Observations of the panoramic photographs transmitted by Veneras 13 and 14 indicate that many visible rock units are layered and that at least a portion of the fine material could be the result of in situ geomorphic disintegration. Chemical and material property experiments indicate that the chemical composition of the material at the landing sites is essentially basaltic, that the bearing strength is minimal (a few kilograms per square centimetre, or a few hundred kilopascals), that the density is less than 1.5 g/cm3, that the porosity is very high (>50%), and that the electrical resistivity is very low (<90 ohm · m).

The discussion on the possible geological nature of the surface of Venus presented in Part I (Florensky and others, 1977a) is extended in light of these new data. Six possible origins of the rock units were discussed: (1) surface lava extrusion; (2) igneous intrusion, later exposed by erosion; (3) pyroclastic fall; (4) impact ejection and lithification; (5) sedimentary deposits lithified at depth and later exposed by erosion; and (6) surface metamorphism due to unique Venusian surface conditions. It is concluded that, although none of the above hypotheses can be conclusively proven or disproven, hypothesis 6 is to be advanced to the forefront. This is suggested by (1) the low density and low bearing strength, (2) the presence of layering, (3) the possible presence of sedimentary structures in the rock units, such as cross-bedding and ripple marks, (4) the low electrical resistivity, which may indicate chemical alterations of surface material, and (5) the albedo of the loose, fine material, which is lower than the albedo of the rock units. This again suggests chemical alterations.

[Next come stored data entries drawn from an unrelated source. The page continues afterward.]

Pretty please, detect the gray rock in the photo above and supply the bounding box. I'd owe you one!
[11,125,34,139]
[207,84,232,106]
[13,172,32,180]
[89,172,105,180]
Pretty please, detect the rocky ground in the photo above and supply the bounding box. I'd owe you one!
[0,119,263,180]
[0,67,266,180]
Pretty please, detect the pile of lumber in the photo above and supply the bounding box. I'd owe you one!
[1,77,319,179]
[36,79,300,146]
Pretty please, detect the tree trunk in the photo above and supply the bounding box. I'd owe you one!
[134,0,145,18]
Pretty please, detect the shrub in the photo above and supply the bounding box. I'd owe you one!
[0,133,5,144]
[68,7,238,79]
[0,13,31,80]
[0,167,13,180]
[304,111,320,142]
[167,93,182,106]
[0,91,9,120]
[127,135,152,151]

Within the context of this hypothesis, the rock units are sedimentary or sedimentary-volcanic. Lithification occurred in the past due to surface chemical effects. The rock units, analogous with a similar terrestrial phenomenon, can be referred to as “duricrusts” (with the understanding that the Venusian process is completely different from the terrestrial process). Presently, the rock units are undergoing disintegration, indicating that changes have occurred in the surface conditions at the landing sites.